Quasi a conclusione del progetto, l’incontro istituzionale con la Seconda Circoscrizione – alla presenza del Presidente Federico, del Vicepresidente Viscuso e dei Consiglieri Gandolfo e Tusa – ha rappresentato un momento chiave: l’ascolto della proposta e l’avvio concreto di quella “macchina” che ha reso possibile il presepe.
Un presepe che non sarebbe mai esistito senza l’unione delle forze: circa 20 associazioni e agenzie educative del quartiere hanno collaborato, condiviso idee, tempo ed energie, dando visibilità al territorio e restituendo a Brancaccio un volto diverso, vivo, partecipato.
Un ringraziamento speciale va ai responsabili dei progetti Maria Pia Avara e Francesco Melodia, che hanno guidato con competenza e visione le azioni progettuali, e alle istituzioni che si sono adoperate con concretezza affinché tutto questo diventasse realtà.

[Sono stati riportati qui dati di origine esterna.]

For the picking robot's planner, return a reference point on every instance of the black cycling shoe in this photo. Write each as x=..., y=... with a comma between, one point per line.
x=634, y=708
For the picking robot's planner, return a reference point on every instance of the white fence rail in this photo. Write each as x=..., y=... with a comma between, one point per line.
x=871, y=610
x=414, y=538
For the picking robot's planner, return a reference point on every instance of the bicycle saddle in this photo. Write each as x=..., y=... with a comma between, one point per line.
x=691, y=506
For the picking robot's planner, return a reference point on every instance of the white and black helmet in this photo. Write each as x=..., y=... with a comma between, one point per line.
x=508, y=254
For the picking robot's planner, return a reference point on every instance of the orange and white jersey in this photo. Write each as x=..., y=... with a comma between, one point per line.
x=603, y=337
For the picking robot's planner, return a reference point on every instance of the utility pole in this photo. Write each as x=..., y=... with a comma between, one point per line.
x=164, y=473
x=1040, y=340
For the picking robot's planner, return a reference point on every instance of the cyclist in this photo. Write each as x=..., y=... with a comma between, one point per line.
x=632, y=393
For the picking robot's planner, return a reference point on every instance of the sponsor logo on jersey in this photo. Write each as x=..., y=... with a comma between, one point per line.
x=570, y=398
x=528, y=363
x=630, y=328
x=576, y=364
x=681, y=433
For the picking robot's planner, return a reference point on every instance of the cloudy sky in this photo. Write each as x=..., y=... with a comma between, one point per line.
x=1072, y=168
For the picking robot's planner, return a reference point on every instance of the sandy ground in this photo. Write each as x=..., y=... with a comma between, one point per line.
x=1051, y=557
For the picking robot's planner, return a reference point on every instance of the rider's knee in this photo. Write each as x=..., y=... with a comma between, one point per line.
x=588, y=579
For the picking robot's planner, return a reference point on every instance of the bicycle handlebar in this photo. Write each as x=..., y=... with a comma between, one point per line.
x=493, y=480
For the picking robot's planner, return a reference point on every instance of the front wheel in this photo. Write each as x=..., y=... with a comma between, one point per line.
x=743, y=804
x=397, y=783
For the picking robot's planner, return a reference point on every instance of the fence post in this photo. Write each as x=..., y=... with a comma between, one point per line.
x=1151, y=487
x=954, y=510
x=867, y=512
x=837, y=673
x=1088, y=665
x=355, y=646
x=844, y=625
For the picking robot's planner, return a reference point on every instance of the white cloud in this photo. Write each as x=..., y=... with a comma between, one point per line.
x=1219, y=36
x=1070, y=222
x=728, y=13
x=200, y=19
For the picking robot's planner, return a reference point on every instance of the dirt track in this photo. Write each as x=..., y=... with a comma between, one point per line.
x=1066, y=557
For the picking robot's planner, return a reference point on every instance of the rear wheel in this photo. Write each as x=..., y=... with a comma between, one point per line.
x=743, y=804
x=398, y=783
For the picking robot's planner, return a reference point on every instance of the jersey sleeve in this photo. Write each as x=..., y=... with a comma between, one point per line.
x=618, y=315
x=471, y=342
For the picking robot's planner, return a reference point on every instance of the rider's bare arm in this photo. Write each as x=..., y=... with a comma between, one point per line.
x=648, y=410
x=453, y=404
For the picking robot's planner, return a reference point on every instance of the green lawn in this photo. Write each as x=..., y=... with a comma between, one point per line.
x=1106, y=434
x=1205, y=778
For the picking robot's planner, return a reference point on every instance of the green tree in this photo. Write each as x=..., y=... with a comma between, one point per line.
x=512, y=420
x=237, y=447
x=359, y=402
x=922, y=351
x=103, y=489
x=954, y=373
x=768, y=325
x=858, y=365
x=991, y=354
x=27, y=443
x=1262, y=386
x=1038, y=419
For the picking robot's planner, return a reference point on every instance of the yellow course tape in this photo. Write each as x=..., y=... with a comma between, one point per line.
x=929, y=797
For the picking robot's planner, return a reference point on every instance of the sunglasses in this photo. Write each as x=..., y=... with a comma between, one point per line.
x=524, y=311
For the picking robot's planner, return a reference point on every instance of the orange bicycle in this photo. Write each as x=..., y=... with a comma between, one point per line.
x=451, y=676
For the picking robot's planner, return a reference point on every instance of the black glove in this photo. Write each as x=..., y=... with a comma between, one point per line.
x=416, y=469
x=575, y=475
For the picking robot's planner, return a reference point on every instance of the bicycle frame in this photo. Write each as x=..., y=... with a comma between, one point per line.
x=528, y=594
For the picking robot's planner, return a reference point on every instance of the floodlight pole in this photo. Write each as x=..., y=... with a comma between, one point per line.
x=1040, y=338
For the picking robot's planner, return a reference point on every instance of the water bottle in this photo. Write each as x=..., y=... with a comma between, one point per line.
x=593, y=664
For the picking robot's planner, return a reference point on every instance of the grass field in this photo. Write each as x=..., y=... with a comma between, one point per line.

E un grazie profondo va alle mamme del Comitato dei Genitori, che hanno creduto fino in fondo in questa esperienza e che, con impegno e passione, hanno realizzato la bottega del mestiere del fruttivendolo: la frutta tagliata e offerta ai visitatori come metafora di un lavoro che porta frutto buono solo quando viene condiviso con la comunità.
Questo presepe ci ricorda che solo insieme si possono realizzare iniziative capaci di lasciare un segno. Brancaccio ha dimostrato che la collaborazione è possibile. E quando accade, genera bellezza.